異界のものであろうがバーナー程度手慣れたもので、スクラップの山から模擬弾頭とパイプを引きずり出すと粗雑であるがHEAT槍を作り上げてしまった。
「バーナー触ってもう…一週間くらいか?やべぇな。」
「エアブラシと似たような感覚でしたので。」
「そうはならないだろ…」
少々の掛け合いの後、ソフィアは粗雑な槍を何度か風音が出るまで頭上や脇で回し始めた。ジョンの知っている武道や騎士道精神とはかけ離れていたが、確実に殺意のこもった一閃を目の当たりにすれば偏見だと理解できる。

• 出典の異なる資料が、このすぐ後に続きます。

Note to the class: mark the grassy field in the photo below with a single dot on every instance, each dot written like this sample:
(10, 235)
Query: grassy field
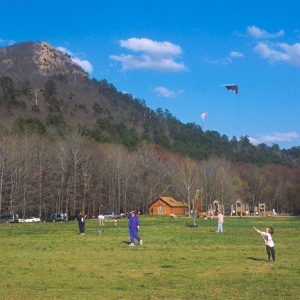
(51, 261)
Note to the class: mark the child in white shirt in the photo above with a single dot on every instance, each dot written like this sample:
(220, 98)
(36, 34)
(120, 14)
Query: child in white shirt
(270, 246)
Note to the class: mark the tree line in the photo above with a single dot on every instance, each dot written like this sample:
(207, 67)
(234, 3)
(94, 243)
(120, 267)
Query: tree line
(40, 175)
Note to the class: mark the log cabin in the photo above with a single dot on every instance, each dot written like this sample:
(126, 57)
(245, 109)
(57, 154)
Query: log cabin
(168, 205)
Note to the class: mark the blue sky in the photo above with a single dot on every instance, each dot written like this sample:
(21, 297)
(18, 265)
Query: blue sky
(177, 54)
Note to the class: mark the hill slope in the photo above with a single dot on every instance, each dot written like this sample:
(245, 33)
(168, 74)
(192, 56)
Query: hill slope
(42, 89)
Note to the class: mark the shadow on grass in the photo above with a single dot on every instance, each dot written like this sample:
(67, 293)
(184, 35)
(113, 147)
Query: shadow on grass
(257, 259)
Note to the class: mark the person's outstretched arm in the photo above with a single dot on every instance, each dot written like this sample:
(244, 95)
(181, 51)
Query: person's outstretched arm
(256, 229)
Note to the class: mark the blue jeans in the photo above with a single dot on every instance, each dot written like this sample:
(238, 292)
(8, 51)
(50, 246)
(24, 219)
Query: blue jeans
(220, 227)
(133, 233)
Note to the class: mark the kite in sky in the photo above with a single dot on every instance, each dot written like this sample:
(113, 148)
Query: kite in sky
(232, 87)
(204, 116)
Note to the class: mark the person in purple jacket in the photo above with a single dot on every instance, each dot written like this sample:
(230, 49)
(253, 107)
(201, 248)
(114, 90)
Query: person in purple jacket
(134, 226)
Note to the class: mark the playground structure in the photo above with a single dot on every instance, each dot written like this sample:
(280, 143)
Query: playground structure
(214, 208)
(260, 210)
(240, 209)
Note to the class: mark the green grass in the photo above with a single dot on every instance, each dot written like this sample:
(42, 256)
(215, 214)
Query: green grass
(51, 261)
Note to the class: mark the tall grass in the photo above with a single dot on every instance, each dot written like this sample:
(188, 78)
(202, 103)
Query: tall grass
(51, 261)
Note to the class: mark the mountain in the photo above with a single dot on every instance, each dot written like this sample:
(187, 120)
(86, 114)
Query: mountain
(42, 90)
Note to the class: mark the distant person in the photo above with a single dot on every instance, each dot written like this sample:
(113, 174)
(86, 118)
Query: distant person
(220, 222)
(81, 222)
(270, 246)
(134, 226)
(101, 219)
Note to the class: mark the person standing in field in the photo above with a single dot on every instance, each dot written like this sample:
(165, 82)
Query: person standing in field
(101, 219)
(81, 222)
(270, 246)
(134, 226)
(220, 222)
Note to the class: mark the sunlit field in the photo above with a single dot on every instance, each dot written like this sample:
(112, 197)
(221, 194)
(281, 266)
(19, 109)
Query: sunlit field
(51, 261)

この一部始終を終えた彼女は納得がいかないようで、どこか不満げだった。
「…想定していた通り、重心が前に来すぎている…。重しをつけるにしても吟味しないと。——たしかこの先を爆発させるためには逐一安全装置を解除しないといけないのでしょう。そう考えると槍を使う身としては遅すぎる。
でも槍と形状はさほど変わりませんから、違和感はそこまではないかと。」
彼女の言うことは真っ当だ。ただ重さの配分などされていないパイプにHEAT弾頭を括り付けただけでは重心が偏り、敏感な槍使いにとって大きな障害になること。
またRPGの弾頭を流用するため安全装置を解除する必要がある。あらかじめ解除しておくという方法もあるだろうが安全性に欠ける。何かの拍子で起爆した場合、非装甲スタッフに対する被害は甚大だ。
どのみち今のままでは問題が山積みであることに変わりはなく、ジョンは息を深く吐きながら額の汗をぬぐう。
「1から作る必要があるな…重心がああだこうだ、ってのは任せろ。錘を溶接しといてやる。」
全く新しいジャンルの兵器開発が始まろうとしていた。